IGF-1 receptor and IGF binding protein-3 might predict prognosis of patients with resectable pancreatic cancer

Abstract

Background: The present study aimed to elucidate the clinicopathologic role of insulin-like growth factor-1 receptor (IGF1R) and IGF binding protein-3 (IGFBP3) in patients with pancreatic cancer. The function of IGFBP3 is controversial, because both inhibition and facilitation of the action of IGF as well as IGF-independent effects have been reported. In this study, IGF1R and IGFBP3 expression was examined, and their potential roles as prognostic markers in patients with pancreatic cancer were evaluated.

Methods: Clinicopathological features of 122 patients with curatively resected pancreatic cancer were retrospectively reviewed, and expression of IGF1R and IGFBP3 was immunohistochemically analyzed.

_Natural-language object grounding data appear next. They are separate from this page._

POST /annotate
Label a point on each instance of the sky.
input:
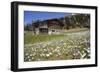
(30, 16)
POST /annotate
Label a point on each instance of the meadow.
(69, 45)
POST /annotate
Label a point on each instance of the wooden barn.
(53, 26)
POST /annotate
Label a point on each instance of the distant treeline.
(68, 22)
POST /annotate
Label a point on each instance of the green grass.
(30, 39)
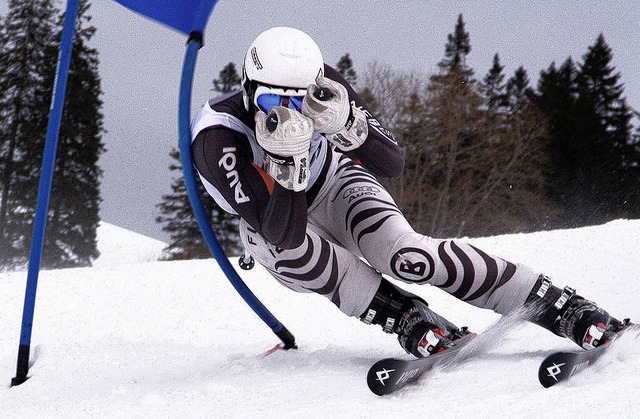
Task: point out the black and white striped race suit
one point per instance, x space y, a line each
344 231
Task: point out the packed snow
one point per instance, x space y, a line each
132 337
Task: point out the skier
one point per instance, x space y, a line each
294 153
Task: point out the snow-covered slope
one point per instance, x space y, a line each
119 246
173 339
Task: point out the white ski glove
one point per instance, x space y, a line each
327 104
285 134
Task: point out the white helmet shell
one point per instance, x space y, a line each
282 57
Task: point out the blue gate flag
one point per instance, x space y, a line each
186 16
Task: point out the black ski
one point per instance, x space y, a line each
391 374
561 366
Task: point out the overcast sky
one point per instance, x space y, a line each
141 62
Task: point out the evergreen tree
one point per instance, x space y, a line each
345 67
27 59
519 94
176 212
456 50
70 238
606 132
494 87
468 169
228 79
593 152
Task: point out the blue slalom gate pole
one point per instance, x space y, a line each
184 111
44 188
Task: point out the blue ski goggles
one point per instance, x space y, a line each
266 98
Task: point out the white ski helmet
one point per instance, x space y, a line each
282 58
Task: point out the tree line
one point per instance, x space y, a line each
29 43
497 155
488 155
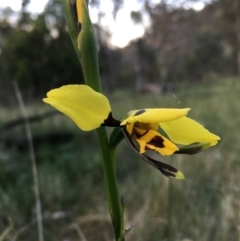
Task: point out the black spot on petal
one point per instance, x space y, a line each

Results: Expression of IGF1R and IGFBP3 was observed in 50 (41.0%) and 37 (30.3%) patients, respectively. IGF1R expression was significantly associated with histological grade (p = 0.037). IGFBP3 expression had a significant association with tumor location (p = 0.023), and a significant inverse association with venous invasion (p = 0.037). Tumors with IGF1R-positive and IGFBP3-negative expression (n = 32) were significantly frequently Stage II and III (p = 0.011). The prognosis for IGF1R positive patients was significantly poorer than that for IGF1R negative patients (p = 0.0181). IGFBP3 protein expression did not correlate significantly with patient survival. The subset of patients with both positive IGF1R and negative IGFBP3 had worse overall survival (8.8 months versus 12.6 months, respectively, p < 0.001).

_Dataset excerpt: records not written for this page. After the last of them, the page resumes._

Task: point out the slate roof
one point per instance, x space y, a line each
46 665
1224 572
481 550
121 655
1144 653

Conclusion: IGF1R signaling might be associated with tumor aggressiveness, and IGFBP3 might show antiproliferative effects in pancreatic cancer. Both high IGF1R expression and low IGFBP3 expression represent useful prognostic markers for patients with curatively resected pancreatic cancer.

Figure 1

IGF1R and IGFBP3 expression in pancreatic cancer. A, Representative IGF1R staining quantified with scores of 0 to 3+ according to staining intensity. (Original magnification X 200). IGF1R was mainly expressed in the cytoplasm of pancreatic cancer cells. B, IGFBP3 was expressed in the cell membrane and the cytoplasm of pancreatic cancer cells.

Figure 2

Overall survival of patients based on IGF1R and IGFBP3 expression. The survival curve shows the Kaplan-Meier overall survival curves in relation to the IGF1R and IGFBP3 levels in patients with pancreatic cancer. A statistically significant difference in survival was observed between patients with IGF1R-positive and IGF1R-negative tumors (p = 0.018). The prognosis of patients with IGF1R-positive and IGFBP3-negative patients showed a significant correlation with overall survival (p < 0.001). IGFBP3 expression alone tended to be associated with overall survival (p = 0.079). The co-expression of IGF1R-negative and IGFBP3-positive PDAC was not associated with overall survival (p = 0.218).

Figure 3

Overall survival stratified by IGF1R and IGFBP3 expression in cancer cells in patients with clinical stage II tumors. Prognosis of IGF1R-positive cancer was significantly poorer (p = 0.008) than that of IGF1R-negative cancer in the stage II group. Analysis of prognosis of patients with IGF1R-positive and IGFBP3-negative tumors shows a significant correlation with overall survival (p = 0.0009) in patients with stage II tumors.